Understand why a function must be one-to-one, or invertible, in order for the inverse mapping to be a function.
Explore relationships between the graph of a function and its inverse, including their domains and ranges.
Quick Lesson Plan
Today students continue reasoning about inverse functions but from a more analytical perspective. The goal is to answer the question: “how can we tell if a function’s inverse will also be a function?”
Students graph the elevation of a hiker over time, keeping in mind that this is a rough sketch since we only have a few data points. Students should articulate in question 2 that elevation is a function of time because each time is associated with only one elevation; a hiker can’t be in two places at once. While we expect many students to simply state the elevation graph passes the vertical line test, push students to really explain what this means.
Question 3 has students thinking contextually about one-to-one functions and how this elevation function does not meet such requirements. This ties into the idea of question 4c, namely that there are two times where any given elevation (except the summit) is reached. In question 5, this knowledge is expanded to include a graphical interpretation: the horizontal line test.
In question 5, it is important that students realize why having repeated elevations is problematic, not for the original, but for the inverse. For groups that are struggling to see this, have students identify the two ordered pairs on the original graph that produce a given elevation, and then ask what ordered pairs would be on the inverse. This line of questioning illuminates how the same input will go to multiple outputs, which contradicts the definition of a function.
When the x-value of the inverse relation is 12,978, what would the output be?
How can we determine whether a relationship represents a function or not? What if we don’t have a graph?
Why are repeated outputs on the original function problematic?
Can you picture what the inverse graph would look like?
The most challenging aspect for students here is using precise communication. Vague language like “it shows whether it’s a function or not” is misleading because we now have two different tests and two different functions. Make sure that students can communicate that if the original function fails the horizontal line test, it is the inverse relation that fails to be a function. Some students overgeneralize here and conclude that a function has to be one-to-one to even be a function, when in fact this is only a requirement for the inverse to be a function.

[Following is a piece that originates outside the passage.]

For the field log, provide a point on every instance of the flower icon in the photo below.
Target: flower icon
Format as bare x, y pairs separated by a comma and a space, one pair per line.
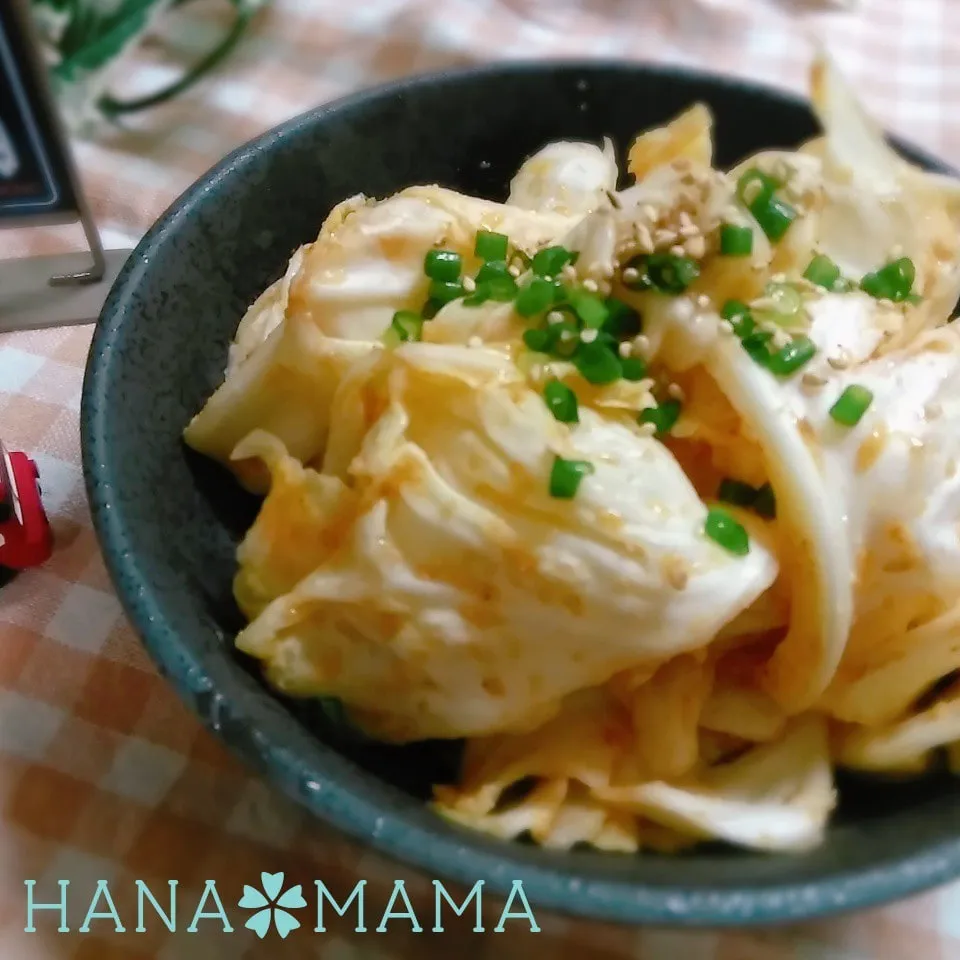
272, 905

We purposefully do not have students sketch an inverse graph during the experience because we want them to be able to determine if the inverse is a function from the original function. Certainly students know that passing the vertical line test guarantees a function, inverse or not, but the point is that we don’t need to actually graph the inverse to find this information. We add the sketch of the inverse in the debrief to support students’ conclusion from the horizontal line test.